There is an advantage of not knowing Japanese in Japan. When you're in a social, and everyone knows you don't speak Japanese, it forces them to speak in a lingua franca, English. And when they are conversing among themselves in their vernacular, you have lesser obligation to follow in. Which at most times suits me when I'm not feeling very sociable (occurs more often than you think).

The same thing happened when you're in a group of people who don't share the same vernacular with you. They conversed, in my case it was Mandarin, but I was somewhat OK. They were a group of Chinese and Chinese Malaysian.

As is with everything else in this world, when you have advantages, you also have disadvantages. You catch your professor's name in the conversations, but that was all that is. Had I been able to understand, it'd be easier to follow the latest dirt that would otherwise be unknown to me.
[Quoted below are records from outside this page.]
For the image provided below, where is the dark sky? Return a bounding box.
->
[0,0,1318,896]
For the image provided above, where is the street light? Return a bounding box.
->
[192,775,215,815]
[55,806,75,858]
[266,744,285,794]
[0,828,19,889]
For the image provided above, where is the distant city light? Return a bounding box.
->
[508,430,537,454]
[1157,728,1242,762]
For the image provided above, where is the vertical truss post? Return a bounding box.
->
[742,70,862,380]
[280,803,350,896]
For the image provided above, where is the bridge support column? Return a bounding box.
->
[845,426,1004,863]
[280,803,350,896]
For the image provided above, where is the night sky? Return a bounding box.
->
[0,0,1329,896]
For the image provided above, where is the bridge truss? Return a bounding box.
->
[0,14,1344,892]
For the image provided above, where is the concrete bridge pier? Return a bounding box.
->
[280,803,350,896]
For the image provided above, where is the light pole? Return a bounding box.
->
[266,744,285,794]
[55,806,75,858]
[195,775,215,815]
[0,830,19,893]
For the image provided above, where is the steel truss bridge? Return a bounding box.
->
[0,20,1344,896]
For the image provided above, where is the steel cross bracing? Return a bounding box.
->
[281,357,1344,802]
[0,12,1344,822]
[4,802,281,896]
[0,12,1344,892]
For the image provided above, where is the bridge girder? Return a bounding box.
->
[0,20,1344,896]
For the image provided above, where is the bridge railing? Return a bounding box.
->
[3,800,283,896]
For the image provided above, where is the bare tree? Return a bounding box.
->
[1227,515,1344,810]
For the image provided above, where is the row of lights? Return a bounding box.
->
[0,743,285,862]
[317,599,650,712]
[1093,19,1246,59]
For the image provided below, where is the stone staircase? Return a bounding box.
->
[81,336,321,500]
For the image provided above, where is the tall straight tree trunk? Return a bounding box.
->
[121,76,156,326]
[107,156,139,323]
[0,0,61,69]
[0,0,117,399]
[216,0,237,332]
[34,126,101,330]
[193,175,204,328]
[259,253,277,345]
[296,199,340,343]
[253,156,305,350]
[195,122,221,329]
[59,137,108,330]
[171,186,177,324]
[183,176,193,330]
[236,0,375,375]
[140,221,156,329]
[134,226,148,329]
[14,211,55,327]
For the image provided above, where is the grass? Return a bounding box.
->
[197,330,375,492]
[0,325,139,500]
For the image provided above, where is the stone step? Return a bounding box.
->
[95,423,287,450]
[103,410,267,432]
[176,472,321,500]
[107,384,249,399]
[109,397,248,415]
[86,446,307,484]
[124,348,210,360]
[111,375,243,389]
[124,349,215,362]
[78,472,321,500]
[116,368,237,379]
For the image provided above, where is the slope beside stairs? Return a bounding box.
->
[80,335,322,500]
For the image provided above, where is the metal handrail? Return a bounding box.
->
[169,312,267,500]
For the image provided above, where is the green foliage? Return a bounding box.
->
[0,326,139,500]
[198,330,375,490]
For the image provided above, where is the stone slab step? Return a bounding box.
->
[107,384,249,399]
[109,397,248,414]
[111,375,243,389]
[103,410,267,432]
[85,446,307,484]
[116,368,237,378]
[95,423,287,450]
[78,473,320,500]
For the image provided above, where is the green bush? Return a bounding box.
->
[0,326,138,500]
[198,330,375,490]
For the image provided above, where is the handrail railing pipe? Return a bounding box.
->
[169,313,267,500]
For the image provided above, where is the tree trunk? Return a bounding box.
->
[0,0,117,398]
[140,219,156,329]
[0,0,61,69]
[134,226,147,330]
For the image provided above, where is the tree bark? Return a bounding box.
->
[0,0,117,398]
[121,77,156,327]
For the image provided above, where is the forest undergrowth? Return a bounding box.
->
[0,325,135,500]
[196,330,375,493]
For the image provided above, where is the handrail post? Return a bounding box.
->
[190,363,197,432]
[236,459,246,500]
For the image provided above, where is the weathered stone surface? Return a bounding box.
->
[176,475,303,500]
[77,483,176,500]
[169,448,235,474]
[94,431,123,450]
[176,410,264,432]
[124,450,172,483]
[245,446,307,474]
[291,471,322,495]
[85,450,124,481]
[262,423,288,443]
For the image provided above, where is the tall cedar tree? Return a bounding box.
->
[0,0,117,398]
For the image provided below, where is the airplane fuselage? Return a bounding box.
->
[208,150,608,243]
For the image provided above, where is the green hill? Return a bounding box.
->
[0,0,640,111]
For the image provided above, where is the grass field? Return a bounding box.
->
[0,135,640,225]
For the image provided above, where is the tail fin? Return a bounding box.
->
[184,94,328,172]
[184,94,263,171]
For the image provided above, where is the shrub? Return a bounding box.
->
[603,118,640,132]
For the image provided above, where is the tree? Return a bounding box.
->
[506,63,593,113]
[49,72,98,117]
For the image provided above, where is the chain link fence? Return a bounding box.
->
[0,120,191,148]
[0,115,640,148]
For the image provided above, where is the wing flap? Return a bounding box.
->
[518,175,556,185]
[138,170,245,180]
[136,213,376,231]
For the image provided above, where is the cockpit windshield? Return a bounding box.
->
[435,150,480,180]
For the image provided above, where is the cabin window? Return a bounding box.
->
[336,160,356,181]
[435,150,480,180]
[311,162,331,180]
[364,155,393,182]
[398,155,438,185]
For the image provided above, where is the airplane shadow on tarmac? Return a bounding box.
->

There's also the core of socials: jokes. It proves particularly disadvantageous if the people in the socials are the people you want to bond with, but you don't feel like exerting Herculean work to be inside the conversation.

Now the wicked part of my brain says that the most advantageous position would be secretly understand the vernacular language, which then would allow you to indulge yourself in the dirts. But that would require a straight faces when the jokes are thrown.

Oh, vernacular means mother tongue, by the way. It really is a fancy word, isn't it?

(Kyoto-the morning after the department's year-end party, which saw me as the only gaijin out of 40-odd people there.)

1 comment:

Hning said...

Isn't it nice, that bubbles of privacy can be created with as simple as linguistic barriers?